Her assistance in earthquake-torn Haiti and helping Syrian and Afghani refugees ties into her campaign pillar on human rights, which includes promoting equal pay, paid leave, and a woman’s right to choose.

“You really need to know your stuff on all these issues and more to represent this district” — Jared Huffman.

On education, she wants to see student loan forgiveness among other things.

“That’s something that I am uniquely equipped to lead on because of my proximity to the education system,” said Schrode, a graduate of New York University. “Because I understand what it is like to be in school today and to graduate today with where a diploma means very little, where it doesn’t guarantee a job.”

Huffman, of course, has his own legislative priorities.

Huffman said he addresses a number of issues within the district as well as pushing policy in the Republican-controlled House. At any given day, he could be helping Veterans receive services or helping small businesses with issues involving the government, he said.

“It’s just a huge portfolio of cases in addition to legislation and being conversant in huge array of issues,” Huffman said. Huffman, who has been endorsed by the California Democratic Party, has served in the 2nd CD for four years. He previously served six years in the California Assembly and 12 years in local government as the director of Marin County’s Municipal Water District. He was also senior attorney for the Natural Resources Defense Council.

He regularly holds meetings called “Coffee with your Congressman” to stay up-to-date on his constituents’ priorities.

“It’s very important to have a sense of evolving priorities so I can do the best possible job,” Huffman said. “You really need to know your stuff on all these issues and more to represent this district.”

Schrode calls herself a “digital native,” and has support online. She has a campaign Facebook page, both a personal and a campaign Twitter account, an Instagram account and a campaign website. She also has a personal website, which shows her appearances on CNN and local programs, and a CrowdPAC, where people have donated about $5,200 so far to her campaign. She is backed by New York actress Tovah Feldshuh and California attorney Suzi Alexander, who has known Schrode for over a decade, since Schrode went to school with her kids. Feldshuh and Alexander contributed a total of $2,018 to Schrode’s campaign.

“She is passionate about the environment, human rights, and is creative and collaborative, which I think will be a real asset in Congress,” Alexander said.

Huffman raised $360,000 through the end of March, and another $260,000 in PAC money was raised on his behalf. He entered the final nine weeks of the campaign with $523,000 in the bank. He is supported by the California Teachers Association, Sierra Club, and the California Labor Federation.

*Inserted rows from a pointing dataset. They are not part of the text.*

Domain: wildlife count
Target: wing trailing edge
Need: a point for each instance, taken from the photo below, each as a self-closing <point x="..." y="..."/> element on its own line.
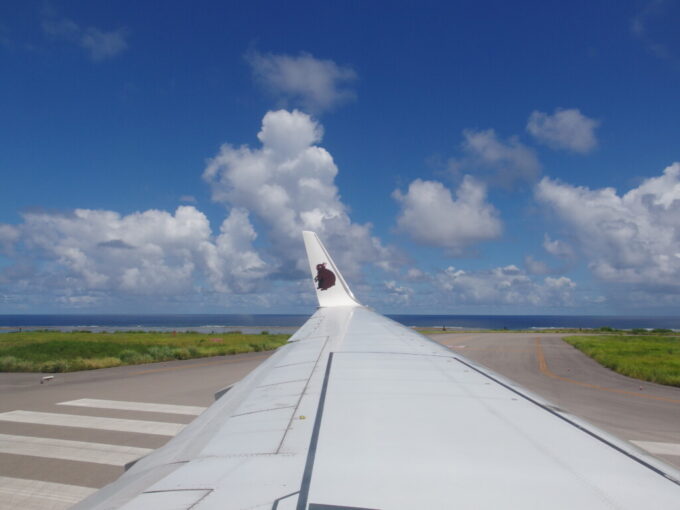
<point x="331" y="287"/>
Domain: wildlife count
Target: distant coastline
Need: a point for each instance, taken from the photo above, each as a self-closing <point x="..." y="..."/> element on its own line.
<point x="282" y="323"/>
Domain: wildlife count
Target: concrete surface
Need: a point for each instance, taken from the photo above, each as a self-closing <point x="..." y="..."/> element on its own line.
<point x="643" y="412"/>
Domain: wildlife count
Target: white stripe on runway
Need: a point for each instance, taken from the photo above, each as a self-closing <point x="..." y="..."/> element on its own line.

A week ago, after visiting New York and Los Angeles, Schrode had a meet and greet sponsored by the Social Justice Center of Marin that attracted about 30 people.

“Women have a hard time running,” said attendee Pamela Meigs, who is a director of the Ross Valley Sanitation District. Meigs didn’t run for office until she was 50.

“Just go. Don’t worry about falling down,” Meigs told her. “There are going to be some nights where you’re not going to get any sleep.”

While Schrode received encouragement, one attendee asked about her preparation for office.

“I agree that you can probably do it,” the woman asked, “but I am wondering how you are prepping for things?”

“I know what I know, but I also know what I don’t know,” she said. “That’s why I’m calling in experts.”

Her campaign manager is Jason Teramoto, 41, who has worked in government before and unsuccessfully ran for Assembly eight years ago against Democratic incumbent Mary Hayashi.

Marie Claire magazine wrote an article on her candidacy just days after she announced her run in late March, titled, “This Could Be the Youngest Woman Ever Elected to Congress.”

New York Representative Elise Stefanik, 30, is currently the youngest woman elected to the House of Representatives.

“It’s time to deliver on the promise of my generation,” she said. “That is revolutionizing every aspect of society, and bringing that to the political arena.”